Das DIDMOAD-Syndrom (auch als „Diabetes Insipidus, Diabetes Mellitus, Optikusatrophie, Taubheit“ beschrieben) ist eine seltene, meist vererbte Stoffwechsel- und Systemerkrankung. Typische Symptome sind eine Abnahme des Sehvermögens durch eine Optikusatrophie, Hörminderung bis zur Taubheit sowie verschiedene Formen von Diabetes (z. B. Diabetes mellitus und/oder eine Störung des Wasserhaushalts).
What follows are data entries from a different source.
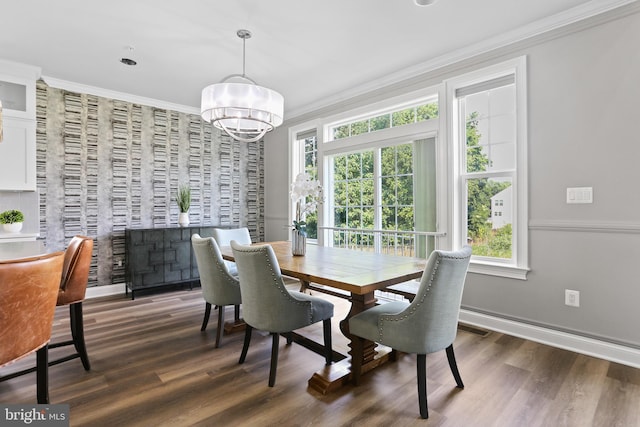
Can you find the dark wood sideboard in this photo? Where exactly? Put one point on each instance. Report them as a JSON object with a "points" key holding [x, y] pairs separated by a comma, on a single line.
{"points": [[156, 257]]}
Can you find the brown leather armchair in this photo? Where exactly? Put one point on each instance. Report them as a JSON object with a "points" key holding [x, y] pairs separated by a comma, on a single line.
{"points": [[28, 291], [73, 286]]}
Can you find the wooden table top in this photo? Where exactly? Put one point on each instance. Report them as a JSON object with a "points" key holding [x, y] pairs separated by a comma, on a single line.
{"points": [[350, 270], [18, 250]]}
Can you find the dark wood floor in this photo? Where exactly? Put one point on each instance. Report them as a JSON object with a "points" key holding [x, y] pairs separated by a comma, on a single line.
{"points": [[151, 366]]}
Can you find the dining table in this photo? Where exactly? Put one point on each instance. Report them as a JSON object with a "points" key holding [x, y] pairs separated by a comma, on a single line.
{"points": [[352, 274]]}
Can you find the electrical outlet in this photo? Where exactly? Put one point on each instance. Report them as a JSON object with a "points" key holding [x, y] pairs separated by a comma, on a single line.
{"points": [[572, 298]]}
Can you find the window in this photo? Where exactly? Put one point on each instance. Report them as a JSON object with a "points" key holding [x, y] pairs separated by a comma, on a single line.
{"points": [[393, 118], [306, 145], [489, 147]]}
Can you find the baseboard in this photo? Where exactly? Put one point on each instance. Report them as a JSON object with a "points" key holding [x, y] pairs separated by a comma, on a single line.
{"points": [[103, 291], [604, 350]]}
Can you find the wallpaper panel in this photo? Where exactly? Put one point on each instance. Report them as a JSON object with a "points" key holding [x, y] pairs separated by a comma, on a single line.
{"points": [[105, 165]]}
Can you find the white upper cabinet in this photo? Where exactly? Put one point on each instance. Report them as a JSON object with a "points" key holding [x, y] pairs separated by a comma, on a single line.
{"points": [[18, 147]]}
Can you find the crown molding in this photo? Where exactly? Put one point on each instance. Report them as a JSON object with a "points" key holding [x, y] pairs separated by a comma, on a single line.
{"points": [[557, 21], [112, 94]]}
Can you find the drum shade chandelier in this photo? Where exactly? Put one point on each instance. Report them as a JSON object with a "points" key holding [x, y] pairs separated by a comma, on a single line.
{"points": [[239, 106]]}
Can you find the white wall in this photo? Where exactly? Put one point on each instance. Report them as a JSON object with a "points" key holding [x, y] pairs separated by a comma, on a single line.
{"points": [[583, 93]]}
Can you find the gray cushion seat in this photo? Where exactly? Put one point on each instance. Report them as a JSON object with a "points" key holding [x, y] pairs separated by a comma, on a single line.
{"points": [[269, 306], [425, 325]]}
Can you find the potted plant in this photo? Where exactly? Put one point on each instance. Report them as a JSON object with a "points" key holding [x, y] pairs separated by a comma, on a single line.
{"points": [[11, 220], [184, 202]]}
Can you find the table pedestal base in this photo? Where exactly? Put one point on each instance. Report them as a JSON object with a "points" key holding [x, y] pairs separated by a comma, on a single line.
{"points": [[338, 374]]}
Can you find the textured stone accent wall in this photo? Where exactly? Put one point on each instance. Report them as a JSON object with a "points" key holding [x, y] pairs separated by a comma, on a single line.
{"points": [[105, 165]]}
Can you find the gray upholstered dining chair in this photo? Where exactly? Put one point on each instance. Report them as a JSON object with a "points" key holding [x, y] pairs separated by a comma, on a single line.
{"points": [[219, 288], [269, 306], [426, 325], [224, 236]]}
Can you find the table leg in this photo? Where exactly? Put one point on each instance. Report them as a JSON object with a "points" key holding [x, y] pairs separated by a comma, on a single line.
{"points": [[337, 374]]}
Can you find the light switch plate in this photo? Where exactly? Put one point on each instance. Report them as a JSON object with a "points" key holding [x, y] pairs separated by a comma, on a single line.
{"points": [[580, 195]]}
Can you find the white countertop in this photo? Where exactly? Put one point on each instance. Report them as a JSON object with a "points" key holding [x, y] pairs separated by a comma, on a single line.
{"points": [[17, 236]]}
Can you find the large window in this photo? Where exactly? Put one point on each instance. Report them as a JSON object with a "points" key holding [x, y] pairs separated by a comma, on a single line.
{"points": [[489, 141], [306, 149], [439, 168]]}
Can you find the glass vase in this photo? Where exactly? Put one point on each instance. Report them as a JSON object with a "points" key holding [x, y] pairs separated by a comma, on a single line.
{"points": [[298, 243]]}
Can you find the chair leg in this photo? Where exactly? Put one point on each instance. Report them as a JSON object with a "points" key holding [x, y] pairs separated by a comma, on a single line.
{"points": [[326, 329], [357, 350], [207, 313], [77, 333], [42, 374], [274, 359], [451, 357], [220, 324], [422, 385], [247, 340]]}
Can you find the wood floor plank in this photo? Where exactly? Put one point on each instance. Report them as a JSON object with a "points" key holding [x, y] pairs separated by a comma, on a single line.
{"points": [[152, 366]]}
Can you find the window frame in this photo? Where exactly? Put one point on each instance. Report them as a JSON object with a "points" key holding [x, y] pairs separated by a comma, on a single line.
{"points": [[517, 267]]}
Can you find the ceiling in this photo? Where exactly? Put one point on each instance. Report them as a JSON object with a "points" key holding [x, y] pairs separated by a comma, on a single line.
{"points": [[313, 52]]}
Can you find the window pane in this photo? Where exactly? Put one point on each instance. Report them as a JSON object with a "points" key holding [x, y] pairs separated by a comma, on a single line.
{"points": [[426, 112], [381, 122], [353, 218], [403, 117], [405, 190], [340, 217], [404, 159], [388, 166], [353, 166], [359, 128], [405, 218], [388, 186], [503, 156], [354, 193], [341, 132], [388, 218], [340, 168], [490, 217], [477, 160], [340, 193], [367, 192], [367, 164]]}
Zusätzlich können schrittweise Nierenschäden auftreten. Die Diagnose erfolgt meist anhand der klinischen Symptome und durch genetische Untersuchungen sowie Untersuchungen von Augen, Hören, Blutzucker/Wasserhaushalt und der Nierenfunktion. Die Behandlung zielt vor allem auf die Kontrolle der Symptome ab (z. B. Anpassung der Diabetes-Therapie, Unterstützung bei Seh- und Hörproblemen, Verlaufskontrolle und Behandlung der Nierenprobleme).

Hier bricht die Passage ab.